Backtracking repeatedly chooses an unassigned variable, and then tries all values in the domain of that variable in turn, trying to extend each one into a solution via a recursive call. If the call succeeds, the solution is returned, and if it fails, the assignment is restored to the previous state, and we try the next value. If no value works then we return failure.

Variable and value ordering

Which variable $X$ should be assigned next?

  • The current assignment could not bring to any solution, but we might need time to discover this
  • Choose the right variable in order to discover inconsistencies in the current assignment as soon as possible

Two heuristics:

  • minimum-remaining-values (MRV)
  • Degree

In what order should the values of $X$ be considered?

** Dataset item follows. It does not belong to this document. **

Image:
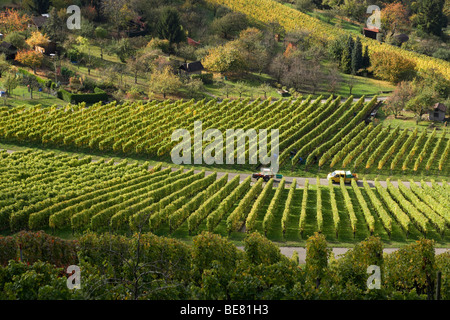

  • The current assignment could bring to a solution (could be part of a solution)
  • Choose the right value to assign to $X$ in order to reach the solution as quickly as possible

One heuristic:

  • Least-constraining-value

These aspects are domain-independent and made possibile by the factored representation of the state

minimum-remaining-values (MRV) heuristic

It also has been called the “most constrained variable” or “fail-first” heuristic, the latter because it picks a variable that is most likely to cause a failure soon, thereby pruning the search tree.

If some variable $X$ has no legal values left, the MRV heuristic will select $X$ and failure will be detected immediately—avoiding pointless searches through other variables. The MRV heuristic usually performs better than a random or static ordering, sometimes by orders of magnitude, although the results vary depending on the problem.

Degree heuristic

Choose the variable that is involved in the largest number of constraints with unassigned variables and it's used to break ties of the MRV heuristic.

Least-constraining-value heuristic

Choose the value that gives «more freedom» to the variables that are not yet assigned

Interleaving search and inference

We saw how AC-3 can reduce the domains of variables before we begin the search. But inference can be even more powerful during the course of a search: every time we make a choice of a value for a variable, we have a brand-new opportunity to infer new domain reductions on the neighboring variables.

One of the simplest forms of inference is called forward checking. Whenever a variable $X$ is assigned, the forward-checking process establishes arc consistency for it: for each unassigned variable $Y$ that is connected to $X$ by a constraint, delete from $Y$’s domain any value that is inconsistent with the value chosen for $X$.

A more powerful approach is to use AC-3, but instead of a queue of all arcs in the CSP, we start with only the arcs $(X_j, X_i)$ for all $X_j$ that are unassigned variables that are neighbors of $X_i$. From there, AC-3 does constraint propagation in the usual way, and if any variable has its domain reduced to the empty set, the call to AC-3 fails and we know to backtrack immediately.

Exam questions

2020 01 20 Q2 (8 points)

Consider the following Constraint Satisfaction Problem (CSP):

  • variables: $v_1$, $v_2$, $v_3$
  • domains: $D_1$ = $D_2$ = $D_3$ = $\lbrace 0, 1, 2, 3, 4, 5 \rbrace$,
  • constraints: $v_1 + v_2 = 3$, $v_1 \le v_3$, $v_2 +v_3 \le 3$.

After AC-3 the domain have been restricted to: $D_1 = D_2 = D_3 = \lbrace 0, 1, 2, 3 \rbrace$..

  1. Then solve the above CSP using backtracking search with forward checking and Minimum Remaining Value (MRV) heuristic. Ties are broken lexicographically. Report the search tree and, for each node, the updated domains of unassigned variables. Report also the solution found.
Solution
  • Assign in lexicographical order $v_1 = 0$. The domain: $D_2 = \lbrace 3 \rbrace, D_3 = \lbrace 0,1,2,3 \rbrace$
  • $v_2 = 3$ because it is the most constrained variable. Then $D_3 = \lbrace 0 \rbrace$
  • $v_3 = 0$ because it is the only unassigned variable. We found a solution.